To wnętrze będzie owocem naszej współpracy- Architekta i Inwestora. Jeśli zaserwujemy Klientowi obce dla niego klimaty- nie odnajdzie się, a w efekcie projekt się nie obroni. Oczywiście jesteśmy elastyczni, ale ważne jest zachowanie charakteru projektu. Osobiście nie odnajduję się w stylistykach retro i takich zleceń nie przyjmuję. Myślę, że na rynku znajdzie się miejsce dla wszystkich.
Pierwsze spotkania z Klientem mają dostarczyć niezbędnych informacji dotyczących oczekiwań klienta i rodzaju inwestycji. Przed przygotowaniem umowy musimy poznać wielkość projektowanego obiektu- czy będzie to cały dom, mieszkanie, czy tylko jedno z pomieszczeń. Poznajemy rodzaj inwestycji- budowa nowego domu, przebudowa istniejącego, remont pomieszczeń. Ostatnią informacją do wyceny jest zakres naszych prac.

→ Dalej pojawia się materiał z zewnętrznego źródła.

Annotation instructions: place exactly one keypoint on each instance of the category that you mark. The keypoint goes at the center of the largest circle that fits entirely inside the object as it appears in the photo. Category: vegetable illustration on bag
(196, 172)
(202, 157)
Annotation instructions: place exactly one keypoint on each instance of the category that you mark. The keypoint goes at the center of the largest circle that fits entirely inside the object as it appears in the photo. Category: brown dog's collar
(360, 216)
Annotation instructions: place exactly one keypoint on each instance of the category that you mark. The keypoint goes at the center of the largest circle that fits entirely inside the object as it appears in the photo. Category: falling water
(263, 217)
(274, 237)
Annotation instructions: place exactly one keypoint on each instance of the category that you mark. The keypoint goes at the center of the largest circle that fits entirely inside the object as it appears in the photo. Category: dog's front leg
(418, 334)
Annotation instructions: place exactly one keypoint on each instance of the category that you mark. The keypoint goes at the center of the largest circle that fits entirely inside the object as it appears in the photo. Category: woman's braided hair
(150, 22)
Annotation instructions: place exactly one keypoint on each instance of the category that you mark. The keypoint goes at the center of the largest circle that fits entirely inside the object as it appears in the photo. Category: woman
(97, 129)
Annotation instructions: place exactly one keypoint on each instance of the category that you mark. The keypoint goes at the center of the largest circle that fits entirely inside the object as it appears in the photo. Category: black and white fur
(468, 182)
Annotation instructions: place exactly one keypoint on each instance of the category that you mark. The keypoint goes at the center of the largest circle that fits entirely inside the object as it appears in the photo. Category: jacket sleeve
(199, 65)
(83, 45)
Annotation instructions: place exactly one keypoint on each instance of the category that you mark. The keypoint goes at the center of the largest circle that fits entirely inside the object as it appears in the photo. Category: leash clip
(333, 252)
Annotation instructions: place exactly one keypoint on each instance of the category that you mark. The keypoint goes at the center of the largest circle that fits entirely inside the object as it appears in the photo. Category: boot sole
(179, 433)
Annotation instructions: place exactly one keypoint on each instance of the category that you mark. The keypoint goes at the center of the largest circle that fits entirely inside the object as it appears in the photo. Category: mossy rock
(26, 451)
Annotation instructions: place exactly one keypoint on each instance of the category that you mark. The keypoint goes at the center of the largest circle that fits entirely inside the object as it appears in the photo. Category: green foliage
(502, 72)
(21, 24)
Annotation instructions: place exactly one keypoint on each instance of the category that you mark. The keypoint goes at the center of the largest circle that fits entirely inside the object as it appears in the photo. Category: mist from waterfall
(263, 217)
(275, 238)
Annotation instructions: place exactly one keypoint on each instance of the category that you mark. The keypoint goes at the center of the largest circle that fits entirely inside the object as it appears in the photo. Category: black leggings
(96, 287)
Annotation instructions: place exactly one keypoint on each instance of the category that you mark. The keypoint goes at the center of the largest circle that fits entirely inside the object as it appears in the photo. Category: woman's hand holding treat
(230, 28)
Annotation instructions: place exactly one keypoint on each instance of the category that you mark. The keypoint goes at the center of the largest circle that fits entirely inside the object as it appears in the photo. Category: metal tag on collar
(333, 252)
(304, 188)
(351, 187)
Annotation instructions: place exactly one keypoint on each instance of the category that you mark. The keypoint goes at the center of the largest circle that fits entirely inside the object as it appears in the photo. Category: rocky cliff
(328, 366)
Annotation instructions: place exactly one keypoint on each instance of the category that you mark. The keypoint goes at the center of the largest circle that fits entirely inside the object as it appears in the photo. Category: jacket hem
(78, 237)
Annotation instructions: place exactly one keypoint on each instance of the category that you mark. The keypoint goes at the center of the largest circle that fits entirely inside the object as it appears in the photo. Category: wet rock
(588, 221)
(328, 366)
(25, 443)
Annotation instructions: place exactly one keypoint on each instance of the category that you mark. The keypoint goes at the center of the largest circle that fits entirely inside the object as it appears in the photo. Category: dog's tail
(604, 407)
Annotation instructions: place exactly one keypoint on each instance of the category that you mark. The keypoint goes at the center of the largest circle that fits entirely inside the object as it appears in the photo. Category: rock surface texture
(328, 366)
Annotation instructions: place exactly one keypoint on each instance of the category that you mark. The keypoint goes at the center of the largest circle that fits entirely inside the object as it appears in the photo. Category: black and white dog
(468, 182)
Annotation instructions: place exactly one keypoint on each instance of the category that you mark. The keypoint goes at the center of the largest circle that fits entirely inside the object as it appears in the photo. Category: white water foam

Najczęściej chodzi o pełną usługę projektową tzn. od projektu koncepcyjnego poprzez wykonawczy wraz z doborem materiałów, do nadzoru projektowego na budowie. Bywają jednak sytuacje, kiedy Inwestorowi wystarczy projekt koncepcyjny, porada w zakresie odświeżenia wnętrza – zmiana kolorystyki, mebli, lamp. Czasami potrzebna jest pomoc przy podniesieniu standardu niewielkim nakładem finansowym tzw. home staging lub art gallery shopping- pomoc w doborze dzieł sztuki do wnętrza. Na podstawie zebranych informacji ustalamy zakres, cenę i terminy realizacji. Wszystkie te dane zawarte będą w umowie i staną się dla nas wiążące.
Phillipe Starck zapytany kiedyś jaki jest jego najlepszy projekt odpowiedział, że … następny. Podobne wrażenie towarzyszy mi przy spotkaniu z nowym tematem.
Podstawą naszych dalszych prac staną się zebrane przez nas dane. Ja pracuję na ankiecie, w której ujęte zostały szczegółowe pytania dotyczące upodobań estetycznych i rozwiązań funkcjonalnych. To takie kompendium wiedzy: od ilości domowników, przyzwyczajeń, ulubionych materiałów, posiadanych kolekcji, przez wielkość lodówki i rodzaj umywalki. Pytania wywołują tematy, nad którymi Inwestor musi się czasami dłużej zastanowić. Odpowiedzi bywają skrajnie różne – inne oczekiwania istnieją po stronie Pani, a inne po stronie Pana domu. Dom jest jeden – szukamy kompromisu.
Często proszę Klientów o przesyłanie lub dostarczenie na spotkanie fotografii, wycinków z gazet przedstawiających rzeczy, wnętrza, rozwiązania, które są dla nich interesujące. Ze swojej strony przedstawiam im moje inspiracje.I na tym właśnie polega pierwszy etap całego procesu współpracy Klienta z Architektem, czyli na poznaniu oczekiwań i wizji Inwestora, wzajemnym dopasowaniu. Dobrze, jeśli od początku jest chemia, iskrzy, żeby efekt końcowy był satysfakcjonujący dla każdej ze stron.